Das vierte Kapitel befasst sich mit dem Berliner Antisemitismusstreit, der als ein Schlüsselereignis für die Verbreitung des Antisemitismus in der Studentenschaft gilt. Es analysiert die Rolle des Streits für die Mobilisierung der Studenten und die Etablierung des Antisemitismus als politisches Thema.
Das fünfte Kapitel untersucht das studentische Engagement an der Antisemitenpetition. Es analysiert die Bedeutung der Petition für die Organisation des Antisemitismus in der Studentenschaft und die Rolle der Studentenverbindungen bei der Sammlung von Unterschriften.
Das sechste Kapitel befasst sich mit den Vereinen Deutscher Studenten und dem Kyffhäuserverband. Es analysiert die Rolle dieser Organisationen bei der Verbreitung des Antisemitismus in der Studentenschaft und die Entwicklung von antisemitischen Einstellungen innerhalb dieser Verbindungen.
Das siebte Kapitel untersucht die Burschenschaften und die Corps.
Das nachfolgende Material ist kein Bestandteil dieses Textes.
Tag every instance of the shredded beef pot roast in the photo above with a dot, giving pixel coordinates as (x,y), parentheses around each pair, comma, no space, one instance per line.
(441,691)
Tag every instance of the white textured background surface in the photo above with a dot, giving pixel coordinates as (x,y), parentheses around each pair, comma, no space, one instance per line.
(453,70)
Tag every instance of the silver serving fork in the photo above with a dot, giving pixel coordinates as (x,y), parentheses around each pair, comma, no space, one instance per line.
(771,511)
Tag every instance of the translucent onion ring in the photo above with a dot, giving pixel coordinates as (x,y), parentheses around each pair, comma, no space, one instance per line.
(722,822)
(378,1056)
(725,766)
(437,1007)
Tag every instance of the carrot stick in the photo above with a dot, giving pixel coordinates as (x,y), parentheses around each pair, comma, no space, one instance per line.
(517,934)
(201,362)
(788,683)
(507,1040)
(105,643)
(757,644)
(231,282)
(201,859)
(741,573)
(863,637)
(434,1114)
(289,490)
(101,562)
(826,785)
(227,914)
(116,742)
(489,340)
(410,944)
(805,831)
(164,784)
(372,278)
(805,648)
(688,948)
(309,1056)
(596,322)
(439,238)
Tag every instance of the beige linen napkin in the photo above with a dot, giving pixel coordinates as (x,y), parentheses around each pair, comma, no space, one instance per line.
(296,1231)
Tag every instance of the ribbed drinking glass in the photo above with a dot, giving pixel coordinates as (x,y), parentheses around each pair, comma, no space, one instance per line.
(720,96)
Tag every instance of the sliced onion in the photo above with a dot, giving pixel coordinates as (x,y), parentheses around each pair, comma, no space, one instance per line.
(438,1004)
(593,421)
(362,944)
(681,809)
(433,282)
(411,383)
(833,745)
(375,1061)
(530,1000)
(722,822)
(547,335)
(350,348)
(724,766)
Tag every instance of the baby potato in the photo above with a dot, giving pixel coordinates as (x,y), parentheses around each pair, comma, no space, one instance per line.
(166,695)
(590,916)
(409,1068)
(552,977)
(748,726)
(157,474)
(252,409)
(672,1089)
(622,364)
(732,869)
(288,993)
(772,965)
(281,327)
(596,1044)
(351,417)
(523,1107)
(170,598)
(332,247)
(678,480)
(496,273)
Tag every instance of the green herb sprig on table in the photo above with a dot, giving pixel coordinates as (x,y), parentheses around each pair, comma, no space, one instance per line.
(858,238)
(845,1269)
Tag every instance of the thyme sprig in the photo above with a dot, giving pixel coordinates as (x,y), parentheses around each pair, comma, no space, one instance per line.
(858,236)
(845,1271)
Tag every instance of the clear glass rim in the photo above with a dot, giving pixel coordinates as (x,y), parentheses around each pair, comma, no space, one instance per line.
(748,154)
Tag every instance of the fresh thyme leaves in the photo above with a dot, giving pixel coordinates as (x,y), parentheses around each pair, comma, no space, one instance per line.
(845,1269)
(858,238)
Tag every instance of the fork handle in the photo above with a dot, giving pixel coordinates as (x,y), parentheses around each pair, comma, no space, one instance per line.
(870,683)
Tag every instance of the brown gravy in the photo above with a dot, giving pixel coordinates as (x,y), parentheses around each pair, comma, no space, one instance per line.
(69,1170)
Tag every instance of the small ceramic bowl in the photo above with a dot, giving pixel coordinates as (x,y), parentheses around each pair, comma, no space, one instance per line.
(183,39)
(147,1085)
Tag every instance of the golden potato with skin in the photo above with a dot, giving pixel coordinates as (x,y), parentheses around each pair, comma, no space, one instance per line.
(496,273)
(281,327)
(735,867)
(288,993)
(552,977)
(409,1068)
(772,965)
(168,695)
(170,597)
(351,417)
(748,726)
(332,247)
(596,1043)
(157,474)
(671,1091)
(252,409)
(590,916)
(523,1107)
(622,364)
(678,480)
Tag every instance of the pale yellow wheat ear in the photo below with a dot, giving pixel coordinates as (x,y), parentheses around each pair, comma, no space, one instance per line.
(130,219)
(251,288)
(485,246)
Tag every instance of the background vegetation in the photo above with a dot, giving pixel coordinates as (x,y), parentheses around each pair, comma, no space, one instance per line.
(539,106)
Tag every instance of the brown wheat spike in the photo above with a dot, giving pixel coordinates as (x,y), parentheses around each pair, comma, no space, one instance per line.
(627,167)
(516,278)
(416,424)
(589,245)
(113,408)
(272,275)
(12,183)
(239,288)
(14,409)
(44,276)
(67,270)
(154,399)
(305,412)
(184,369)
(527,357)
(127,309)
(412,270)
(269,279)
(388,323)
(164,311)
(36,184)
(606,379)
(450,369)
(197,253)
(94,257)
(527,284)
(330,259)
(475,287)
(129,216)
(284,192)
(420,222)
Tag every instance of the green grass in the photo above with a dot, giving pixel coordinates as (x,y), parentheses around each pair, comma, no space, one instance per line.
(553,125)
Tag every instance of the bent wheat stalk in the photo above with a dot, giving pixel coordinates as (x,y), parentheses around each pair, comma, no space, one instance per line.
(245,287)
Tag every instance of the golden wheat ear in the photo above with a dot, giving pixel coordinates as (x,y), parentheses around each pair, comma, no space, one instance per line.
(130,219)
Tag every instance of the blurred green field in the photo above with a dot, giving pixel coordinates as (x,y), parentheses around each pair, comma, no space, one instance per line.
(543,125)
Es analysiert die Entwicklung des Antisemitismus in diesen Verbindungen und die Gründe für die Ablösung der liberalen Traditionen durch antisemitische Einstellungen.
Schlüsselwörter
Die Schlüsselwörter und Schwerpunktthemen des Textes umfassen den Antisemitismus, die Studentenverbindungen, das Deutsche Kaiserreich, die Wilhelminische Epoche, die Krise des Liberalismus, die Frequenzexplosion an den Hochschulen, der Berliner Antisemitismusstreit, die Antisemitenpetition, die Vereine Deutscher Studenten, der Kyffhäuserverband, die Burschenschaften und die Corps.